От неожиданности отец не смог скрыть свое удивление.
— Я сама этого, папа, не знала до сегодняшнего дня. И только сегодня почувствовала и осознала это. И как-то вдруг. Словно молния сверкнула. Он мне так дорог и так необходим в жизни, что страх за него — это, по сути, страх за самое себя, за свою жизнь, просто немыслимую без него.
— Э, нет, дочка! Ты эту софистику оставь. Страх за его жизнь — это страх за его жизнь. И нечего тебе… Скажу даже больше: я глубоко убежден, что, если б вопрос стоял о твоей собственной жизни и смерти, ты бы себя вела совершенно иначе.
— Не знаю, — тихо, после паузы, сказала девушка. — Теперь я уже ничего о себе не знаю… — И склонилась на руку, уткнувшись лицом в ладонь.
— Славонька, — положил отец руку ей на голову, — не надо плакать.

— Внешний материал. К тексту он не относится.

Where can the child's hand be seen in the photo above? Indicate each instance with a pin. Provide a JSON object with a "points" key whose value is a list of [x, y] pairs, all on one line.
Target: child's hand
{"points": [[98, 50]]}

— Нет, я не плачу. Я уже выплакалась раньше. — Мирослава подняла лицо с сухими глазами и заговорила снова: — Мария Кирилловна меня утешала тем, что это с каждой вначале бывает так, что самообладание не приходит сразу, что и она в молодости, когда только вышла замуж за Федора Ивановича, целыми ночами не спала, все ждала — вот-вот придут за ним. А потом научилась и спать ночами, и сдерживать свой страх. Говорила, что и со мной так со временем будет. А я не верю. Ведь не у всех же проходит. Вот мама наша до старости дожила, а все такая же. Я даже думаю сейчас — не от нее ли это все во мне? В самом деле, ты только вспомни, папа, как она всю свою жизнь дрожала за Гришу и за меня. Я уверена, что и поседела она прежде времени именно поэтому. Сначала это была скарлатина, потом водовороты на Днепре, затем появились жандармы, и тень от виселицы упала на всю мамину жизнь. Ведь она все время была уверена, что Гриша обязательно кончит виселицей.